Outside of qualifying to participate in forthcoming clinical trials, however, where can British citizens suffering from major depression, end of life distress, cluster headaches and addiction – some of the many diverse treatment applications of psilocybin – seek solace? 

No patient access scheme can grant it, as there is no UK equivalent to Project Solace, which will enable Canadian patients to access therapies assisted by psilocybin by collecting real-world treatment data to further widen the scope of patient access. Project Solace is ironically modelled almost exactly on DrugScience’s UK-based Project Twenty21, which enabled UK patients to access medical cannabis at a capped price and have their treatment tracked by DrugScience – but medical cannabis products, crucially, were moved from Schedule 1 to Schedule 2 of the Misuse of Drugs Act 1971 precisely to enable doctors to prescribe them when appropriate. A similar scheduling decision – while this would be appropriate for psilocybin and commensurate with its proven clinical efficacy and low toxicity and profile of harms – eludes us in the UK; even though according to national YouGov polling in 2021 the majority of the British public are supportive of it; simply due to the inaction of a Home Office as yet unready to engage with the evidence, despite the Prime Minister himself signing off on rescheduling psilocybin in a meeting with me in May 2021. 
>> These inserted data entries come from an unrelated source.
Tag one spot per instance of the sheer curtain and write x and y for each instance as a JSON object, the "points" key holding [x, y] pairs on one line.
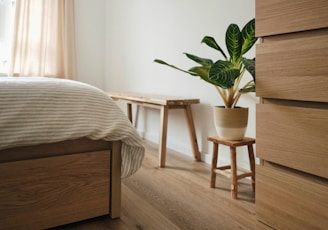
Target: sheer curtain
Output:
{"points": [[44, 39]]}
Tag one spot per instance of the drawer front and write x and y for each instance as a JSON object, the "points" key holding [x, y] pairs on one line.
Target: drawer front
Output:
{"points": [[293, 136], [285, 16], [294, 69], [287, 200]]}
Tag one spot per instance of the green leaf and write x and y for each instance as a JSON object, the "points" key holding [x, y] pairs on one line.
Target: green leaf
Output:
{"points": [[233, 43], [249, 89], [201, 71], [250, 66], [203, 61], [248, 36], [210, 41], [224, 74]]}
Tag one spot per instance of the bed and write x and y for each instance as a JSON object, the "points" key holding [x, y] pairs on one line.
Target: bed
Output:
{"points": [[64, 148]]}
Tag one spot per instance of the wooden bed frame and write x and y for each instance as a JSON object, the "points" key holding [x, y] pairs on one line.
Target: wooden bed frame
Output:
{"points": [[50, 185]]}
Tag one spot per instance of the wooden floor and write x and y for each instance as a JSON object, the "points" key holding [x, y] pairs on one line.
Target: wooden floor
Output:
{"points": [[178, 197]]}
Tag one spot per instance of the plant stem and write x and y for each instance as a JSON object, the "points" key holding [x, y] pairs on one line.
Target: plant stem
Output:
{"points": [[223, 96]]}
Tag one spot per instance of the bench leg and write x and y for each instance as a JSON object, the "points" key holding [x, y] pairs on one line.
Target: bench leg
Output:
{"points": [[252, 163], [192, 133], [163, 135]]}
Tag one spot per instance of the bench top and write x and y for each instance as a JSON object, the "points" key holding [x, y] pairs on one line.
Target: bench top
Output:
{"points": [[152, 98]]}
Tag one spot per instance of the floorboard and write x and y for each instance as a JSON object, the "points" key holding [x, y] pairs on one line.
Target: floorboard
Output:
{"points": [[178, 197]]}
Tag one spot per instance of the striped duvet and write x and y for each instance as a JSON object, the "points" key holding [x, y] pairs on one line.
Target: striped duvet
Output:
{"points": [[35, 110]]}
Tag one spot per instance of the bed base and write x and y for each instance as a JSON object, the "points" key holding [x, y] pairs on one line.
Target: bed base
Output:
{"points": [[55, 184]]}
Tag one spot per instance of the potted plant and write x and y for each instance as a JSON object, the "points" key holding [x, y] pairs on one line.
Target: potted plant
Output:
{"points": [[226, 75]]}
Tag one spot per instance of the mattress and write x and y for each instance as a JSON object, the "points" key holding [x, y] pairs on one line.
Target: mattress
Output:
{"points": [[36, 110]]}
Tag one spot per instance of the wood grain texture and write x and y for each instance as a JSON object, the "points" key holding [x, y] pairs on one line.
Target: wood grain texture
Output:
{"points": [[293, 68], [46, 192], [289, 200], [177, 197], [285, 16], [153, 99], [293, 137]]}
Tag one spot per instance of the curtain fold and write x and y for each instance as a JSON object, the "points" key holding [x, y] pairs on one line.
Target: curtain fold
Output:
{"points": [[44, 39]]}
Risking our stake in a global psychedelic treatment development market that is projected to reach $10.75 by 2021 is a given the longer we delay in rescheduling psilocybin for research and treatment development. As long as psilocybin remains in Schedule 1, investment in the UK’s advances in psychedelic treatment provision is confined to the realm of clinical trials. Depression is the greatest contributing factor to suicide, a caue of disability and costs the UK £10 billion annually, according to research from the Faculty of Public Health. Employment costs associated with mental ill-health cost the UK £94 billion per annum, as discussed in the Conservative Drug Policy Reform Group’s report joint-published with the Adam Smith Institute, Medicinal Use of Psilocybin (July 2020). 

Outdated drug law based on flawed policy making obstructing the necessary research is all that obstructs the rapid expansion of patient access to vital treatments with psilocybin like those currently under clinical trial in the UK. When the Conservative Drug Policy Reform Group polled Members of Parliament between June and July 2021, it found that more than three-quarters of MPs, even within the Conservative party, believe that it is time to update UK drug laws based on evidence – which points overwhelmingly to the need for the Home Office to heed the anticipated recommendation from the Advisory Council on the Misuse of Drugs to reduce existing barriers to research and reschedule psilocybin.